This post is a bit unusual and is a story about debugging. We explore how the Go YAML library (gopkg.in/yaml.v3) works internally by trying to figure out why unmarshaling and marshaling back a CloudFormation (CFN) template in Go doesn’t work by default.

func main() {
	var cf interface{}
	yaml.Unmarshal([]byte(`
myMadeUpResource:
  Properties:
    splitTest: !Split [ "|" , "a||c|" ]
`), &cf)
	out, _ := yaml.Marshal(&cf)
	fmt.Println(string(out))
	// Prints:
	// myMadeUpResource:
	//   Properties:
	//       splitTest:
	//         - '|'
	//         - a||c|
}

If you have a keen eye, you might notice that the intrinsic CFN function, !Split, is dropped from the output!
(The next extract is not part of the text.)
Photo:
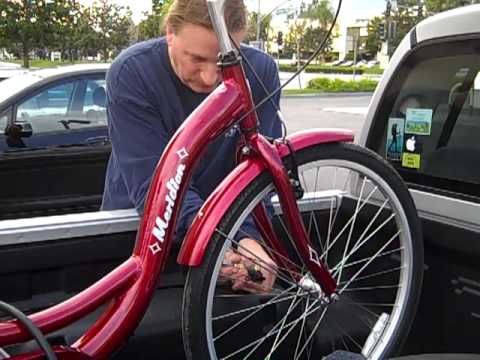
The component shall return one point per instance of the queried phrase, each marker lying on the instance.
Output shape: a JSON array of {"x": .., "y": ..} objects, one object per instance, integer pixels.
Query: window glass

The library parses the YAML document into a tree of yaml.Node objects. Nodes have a few interesting fields:

  • The Kind represents the high-level type of a node. For example, a scalar, a map, or a sequence.
  • The Tag is additional information about the data type of the node that’s mostly useful when the Kind is a scalar. For example, !!str, !!int, !!seq, or !!map.
  • The Value is only populated if a node is a scalar otherwise its empty.
  • Finally, Content holds the child nodes and is only populated if the Kind is a map or sequence.

To visualize this information, let’s see how splitTest is rendered in the tree:

(Kind=mapping, Tag=!!map, Value="")
├── (Kind=scalar,   Tag=!!str,  Value="splitTest", Content=nil)
└── (Kind=sequence, Tag=!Split, Value="") # 2 nodes in Content below.
    ├── (Kind=scalar, Tag="!!str", Value="|",     Content=nil)
    └── (Kind=scalar, Tag="!!str", Value="a||c|", Content=nil) 

From the tree, we have two observations:

  1. Named sequences and maps are represented as a pair of nodes. The first node is the name of the sequence and a scalar, splitTest, and the second node holds the elements of the sequence.
  2. !Split shows up under the node’s Tag field. Normally, nodes with a “sequence” Kind have the !!seq tag. However, “!” is a special character, and thanks to it !Split gets parsed as local tag [1] instead.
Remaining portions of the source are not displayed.